A segunda entrevista, concedida à revista Playboy em 1967 e publicada em O Estado de São Paulo é coerente com a primeira e segue a mesma linha de pensamento, desta vez mostrando seu ponto de vista acerca de Blow Up. Vejamos o trecho da entrevista destacado por Gilda:

“Em outras fitas tentei examinar a relação entre uma pessoa e outra, com mais frequência a sua relação amorosa, a fragilidade de seus sentimentos, e tudo o mais. Neste filme nada disso tem importância. Aqui a relação é entre um indivíduo e a realidade – as coisas que estão em seu redor. Não há história de amor na fita, mesmo que vejamos relações entre homens e mulheres. A experiência do protagonista não é sentimental nem amorosa; antes uma experiência que se refere à sua relação com o mundo, com as coisas diante de si. É um fotógrafo. Um dia fotografa duas pessoas num parque. Um elemento da realidade que parece real. E é. Este filme talvez seja como Zen: no momento em que você o explica, você o trai. Ou seja, um filme que pode ser explicado com palavras não é um filme verdadeiro”.  

Ambas as entrevistas atestam que se trata de uma questão de experiência de adaptação ao mundo da técnica. A protagonista de O Deserto vermelho encontra-se ainda atravancada no embate entre o mundo moderno tecnicista e seu sistema tradicional de valores até ser acometida pela neurose; ao passo que para o protagonista de Blow-up já se adaptou ao poder da técnica, abstraiu-se de certa afetividade. O seu problema, segundo Antonioni, diz respeito a sua relação com a realidade.   

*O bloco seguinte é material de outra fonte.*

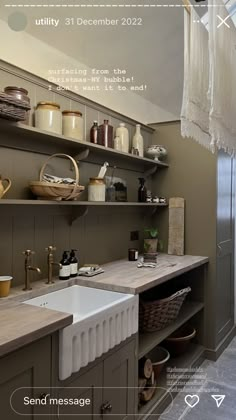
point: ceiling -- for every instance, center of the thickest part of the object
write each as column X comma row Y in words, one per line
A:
column 151, row 53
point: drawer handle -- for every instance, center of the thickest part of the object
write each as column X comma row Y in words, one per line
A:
column 106, row 407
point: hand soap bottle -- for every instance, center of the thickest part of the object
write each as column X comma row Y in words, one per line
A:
column 64, row 273
column 73, row 264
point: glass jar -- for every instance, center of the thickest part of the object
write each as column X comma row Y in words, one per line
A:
column 48, row 117
column 96, row 189
column 105, row 134
column 22, row 95
column 123, row 133
column 137, row 142
column 73, row 124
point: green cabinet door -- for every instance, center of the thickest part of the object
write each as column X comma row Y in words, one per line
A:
column 87, row 386
column 119, row 392
column 26, row 374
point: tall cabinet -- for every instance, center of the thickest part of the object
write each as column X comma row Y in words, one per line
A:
column 206, row 181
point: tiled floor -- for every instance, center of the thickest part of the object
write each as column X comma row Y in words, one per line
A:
column 218, row 378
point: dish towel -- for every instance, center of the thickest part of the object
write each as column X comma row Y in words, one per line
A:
column 196, row 105
column 209, row 99
column 222, row 80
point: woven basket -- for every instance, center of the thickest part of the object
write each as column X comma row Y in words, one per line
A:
column 53, row 191
column 155, row 315
column 13, row 109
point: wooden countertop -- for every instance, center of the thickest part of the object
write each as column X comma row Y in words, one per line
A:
column 21, row 324
column 125, row 277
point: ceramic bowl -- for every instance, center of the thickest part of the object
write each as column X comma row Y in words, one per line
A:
column 157, row 152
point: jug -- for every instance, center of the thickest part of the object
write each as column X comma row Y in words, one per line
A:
column 2, row 189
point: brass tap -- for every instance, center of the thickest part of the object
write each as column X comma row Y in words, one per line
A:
column 50, row 262
column 28, row 268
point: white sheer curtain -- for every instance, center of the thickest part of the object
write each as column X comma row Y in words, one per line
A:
column 209, row 99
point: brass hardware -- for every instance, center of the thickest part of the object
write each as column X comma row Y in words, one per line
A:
column 106, row 407
column 50, row 249
column 28, row 268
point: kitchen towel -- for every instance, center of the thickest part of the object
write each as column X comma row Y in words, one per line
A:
column 195, row 106
column 222, row 80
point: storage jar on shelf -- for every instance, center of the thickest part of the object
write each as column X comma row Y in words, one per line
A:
column 48, row 117
column 96, row 189
column 105, row 134
column 22, row 95
column 137, row 142
column 73, row 124
column 123, row 133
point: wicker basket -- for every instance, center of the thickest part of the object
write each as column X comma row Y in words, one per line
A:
column 53, row 191
column 155, row 315
column 13, row 109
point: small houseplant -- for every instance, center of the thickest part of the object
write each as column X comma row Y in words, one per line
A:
column 151, row 240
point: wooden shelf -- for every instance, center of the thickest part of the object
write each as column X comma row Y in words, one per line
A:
column 78, row 203
column 147, row 341
column 193, row 358
column 23, row 137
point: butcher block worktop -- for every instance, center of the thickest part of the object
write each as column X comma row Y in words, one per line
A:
column 21, row 324
column 124, row 276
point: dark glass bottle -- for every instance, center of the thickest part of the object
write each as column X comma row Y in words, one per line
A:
column 142, row 191
column 73, row 264
column 105, row 134
column 94, row 133
column 64, row 272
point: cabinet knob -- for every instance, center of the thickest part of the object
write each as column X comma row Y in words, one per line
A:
column 106, row 407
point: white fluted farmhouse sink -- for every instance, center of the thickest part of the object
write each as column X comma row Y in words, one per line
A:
column 101, row 320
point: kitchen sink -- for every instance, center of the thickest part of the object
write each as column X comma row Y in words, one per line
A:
column 101, row 320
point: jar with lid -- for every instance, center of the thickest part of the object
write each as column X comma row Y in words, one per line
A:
column 73, row 124
column 123, row 133
column 96, row 189
column 48, row 117
column 22, row 95
column 137, row 141
column 105, row 134
column 94, row 133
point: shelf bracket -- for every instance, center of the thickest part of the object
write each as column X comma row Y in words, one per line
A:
column 77, row 212
column 150, row 171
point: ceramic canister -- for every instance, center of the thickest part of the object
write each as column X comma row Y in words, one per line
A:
column 48, row 117
column 96, row 189
column 73, row 124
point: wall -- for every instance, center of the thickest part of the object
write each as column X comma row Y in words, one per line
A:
column 192, row 175
column 38, row 58
column 100, row 236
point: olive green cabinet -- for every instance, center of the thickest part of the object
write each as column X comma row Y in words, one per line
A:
column 25, row 374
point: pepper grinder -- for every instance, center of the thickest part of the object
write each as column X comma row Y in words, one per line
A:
column 142, row 191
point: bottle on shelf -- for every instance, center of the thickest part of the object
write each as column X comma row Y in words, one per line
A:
column 142, row 192
column 123, row 133
column 105, row 134
column 137, row 142
column 94, row 133
column 64, row 273
column 73, row 263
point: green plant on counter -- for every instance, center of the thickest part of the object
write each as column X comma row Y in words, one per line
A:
column 151, row 241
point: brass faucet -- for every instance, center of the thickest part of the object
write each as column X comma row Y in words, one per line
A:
column 50, row 262
column 28, row 268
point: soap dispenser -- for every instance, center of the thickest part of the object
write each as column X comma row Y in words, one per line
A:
column 73, row 264
column 64, row 273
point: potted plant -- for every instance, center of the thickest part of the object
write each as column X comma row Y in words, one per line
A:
column 150, row 240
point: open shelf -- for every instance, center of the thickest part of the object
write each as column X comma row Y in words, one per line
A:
column 79, row 203
column 147, row 341
column 192, row 358
column 23, row 137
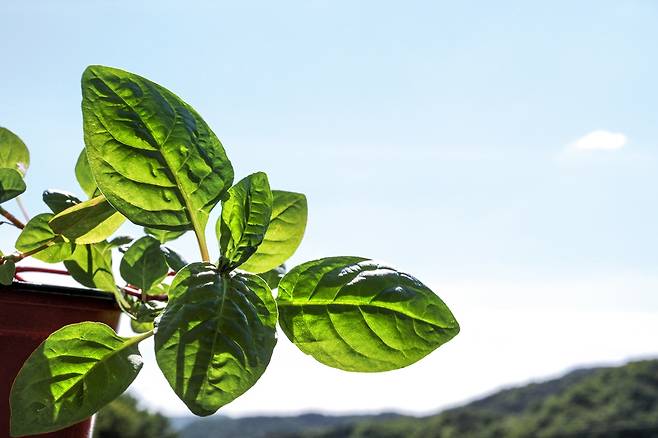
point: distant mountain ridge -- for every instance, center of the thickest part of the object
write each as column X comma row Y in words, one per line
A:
column 606, row 402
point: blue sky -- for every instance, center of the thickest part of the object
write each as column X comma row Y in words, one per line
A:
column 442, row 137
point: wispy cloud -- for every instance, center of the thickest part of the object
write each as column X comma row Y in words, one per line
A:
column 600, row 140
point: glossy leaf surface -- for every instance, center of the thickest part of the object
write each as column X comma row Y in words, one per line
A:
column 216, row 336
column 84, row 176
column 163, row 236
column 11, row 184
column 88, row 222
column 273, row 277
column 144, row 265
column 244, row 219
column 175, row 261
column 59, row 201
column 151, row 154
column 357, row 315
column 284, row 234
column 37, row 232
column 76, row 371
column 91, row 266
column 13, row 152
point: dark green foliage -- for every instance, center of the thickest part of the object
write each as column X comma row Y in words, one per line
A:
column 124, row 418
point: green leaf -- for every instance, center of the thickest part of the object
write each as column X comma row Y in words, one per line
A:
column 13, row 152
column 84, row 176
column 174, row 260
column 141, row 327
column 273, row 277
column 59, row 201
column 244, row 219
column 284, row 234
column 151, row 154
column 11, row 184
column 74, row 372
column 88, row 222
column 91, row 266
column 7, row 271
column 144, row 265
column 120, row 241
column 163, row 236
column 216, row 336
column 37, row 232
column 357, row 315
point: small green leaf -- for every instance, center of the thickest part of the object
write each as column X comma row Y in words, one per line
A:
column 84, row 176
column 7, row 271
column 91, row 266
column 76, row 371
column 151, row 154
column 357, row 315
column 174, row 260
column 37, row 232
column 273, row 277
column 144, row 265
column 216, row 336
column 244, row 220
column 284, row 234
column 11, row 184
column 13, row 152
column 59, row 201
column 163, row 236
column 88, row 222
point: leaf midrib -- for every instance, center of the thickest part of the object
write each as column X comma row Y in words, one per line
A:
column 326, row 303
column 198, row 230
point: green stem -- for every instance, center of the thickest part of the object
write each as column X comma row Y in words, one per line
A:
column 140, row 338
column 21, row 255
column 11, row 218
column 203, row 246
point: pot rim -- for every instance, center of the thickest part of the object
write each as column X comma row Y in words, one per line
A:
column 52, row 289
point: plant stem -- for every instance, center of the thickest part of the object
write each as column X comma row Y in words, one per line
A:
column 203, row 246
column 11, row 218
column 20, row 256
column 23, row 209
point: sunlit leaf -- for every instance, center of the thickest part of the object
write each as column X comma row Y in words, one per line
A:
column 358, row 315
column 76, row 371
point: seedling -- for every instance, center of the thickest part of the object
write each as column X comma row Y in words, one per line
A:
column 150, row 158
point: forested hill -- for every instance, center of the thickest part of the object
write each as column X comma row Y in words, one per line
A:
column 598, row 402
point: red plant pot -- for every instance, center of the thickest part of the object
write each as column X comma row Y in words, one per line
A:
column 31, row 312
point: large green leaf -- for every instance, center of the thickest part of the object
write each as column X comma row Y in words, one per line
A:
column 244, row 219
column 216, row 336
column 273, row 277
column 84, row 176
column 13, row 152
column 163, row 236
column 76, row 371
column 91, row 266
column 37, row 232
column 88, row 222
column 358, row 315
column 151, row 154
column 11, row 184
column 284, row 234
column 59, row 201
column 144, row 264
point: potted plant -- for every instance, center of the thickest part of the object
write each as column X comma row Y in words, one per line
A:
column 151, row 159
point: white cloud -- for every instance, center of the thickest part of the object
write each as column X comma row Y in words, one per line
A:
column 600, row 140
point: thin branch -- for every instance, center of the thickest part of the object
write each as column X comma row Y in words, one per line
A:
column 26, row 215
column 11, row 218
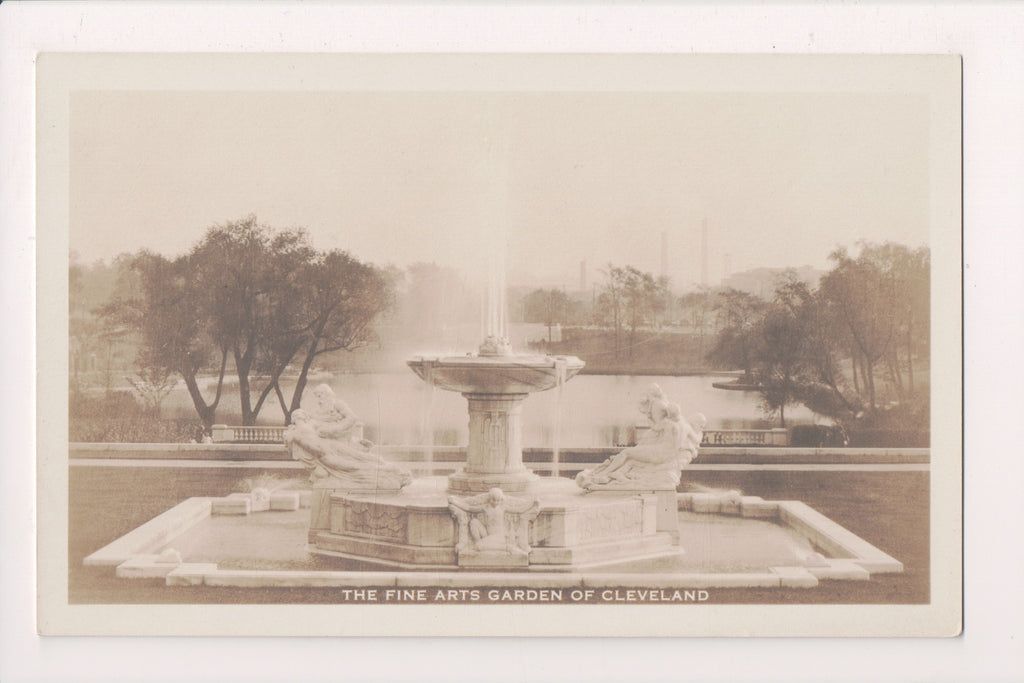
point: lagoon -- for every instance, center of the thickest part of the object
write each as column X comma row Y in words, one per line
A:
column 398, row 409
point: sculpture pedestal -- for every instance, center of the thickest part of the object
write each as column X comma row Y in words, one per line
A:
column 494, row 456
column 415, row 528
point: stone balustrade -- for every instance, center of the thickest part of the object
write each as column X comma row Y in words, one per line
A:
column 777, row 436
column 255, row 434
column 262, row 434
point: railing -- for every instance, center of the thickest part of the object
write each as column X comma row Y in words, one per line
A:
column 776, row 436
column 226, row 434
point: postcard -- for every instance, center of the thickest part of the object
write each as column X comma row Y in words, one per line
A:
column 499, row 344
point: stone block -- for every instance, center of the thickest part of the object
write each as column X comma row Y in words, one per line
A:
column 286, row 500
column 795, row 578
column 729, row 503
column 260, row 500
column 755, row 506
column 493, row 559
column 706, row 503
column 147, row 566
column 841, row 569
column 666, row 512
column 190, row 573
column 230, row 506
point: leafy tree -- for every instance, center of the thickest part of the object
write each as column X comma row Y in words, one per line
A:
column 697, row 307
column 631, row 299
column 547, row 306
column 737, row 313
column 881, row 300
column 260, row 299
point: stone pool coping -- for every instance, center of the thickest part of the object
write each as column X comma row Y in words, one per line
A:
column 135, row 556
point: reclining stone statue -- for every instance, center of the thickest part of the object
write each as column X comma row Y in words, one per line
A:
column 656, row 461
column 328, row 439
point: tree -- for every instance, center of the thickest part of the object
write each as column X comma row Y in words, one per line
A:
column 258, row 298
column 780, row 352
column 737, row 313
column 631, row 298
column 167, row 314
column 548, row 306
column 881, row 297
column 697, row 307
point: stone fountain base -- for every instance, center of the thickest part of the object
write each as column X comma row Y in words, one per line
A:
column 415, row 528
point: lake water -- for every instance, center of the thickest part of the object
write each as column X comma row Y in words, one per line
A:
column 595, row 410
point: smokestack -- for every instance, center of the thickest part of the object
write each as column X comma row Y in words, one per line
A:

Em suma, mesmo os testemunhos de Antonioni deixam margem para a possibilidade de outras impressões, afinal, como dito, “um filme que pode ser explicado com palavras não é um filme verdadeiro”, condizente a uma de suas principais características, aquela da primazia da imagem, “o meu negócio é contar história, narrar com imagens, nada mais”, diz Antonioni, concluindo seu testemunho. O que segundo Dona Gilda é o “negócio oposto ao da crítica que se aplica a decifrar significações que, contra a vontade do criador, costumam se depositar no rastilho indiscreto das imagens”. (GILDA, p. 157). Como esta tentativa dúbia que autor que vos escreva acaba de fazer.





[1] GILDA, de Mello Souza. A ideia e o figurado – variações de Antonioni.
[2] Tese de doutorado intitulada “A crônica visual de Michelangelo Antonioni”.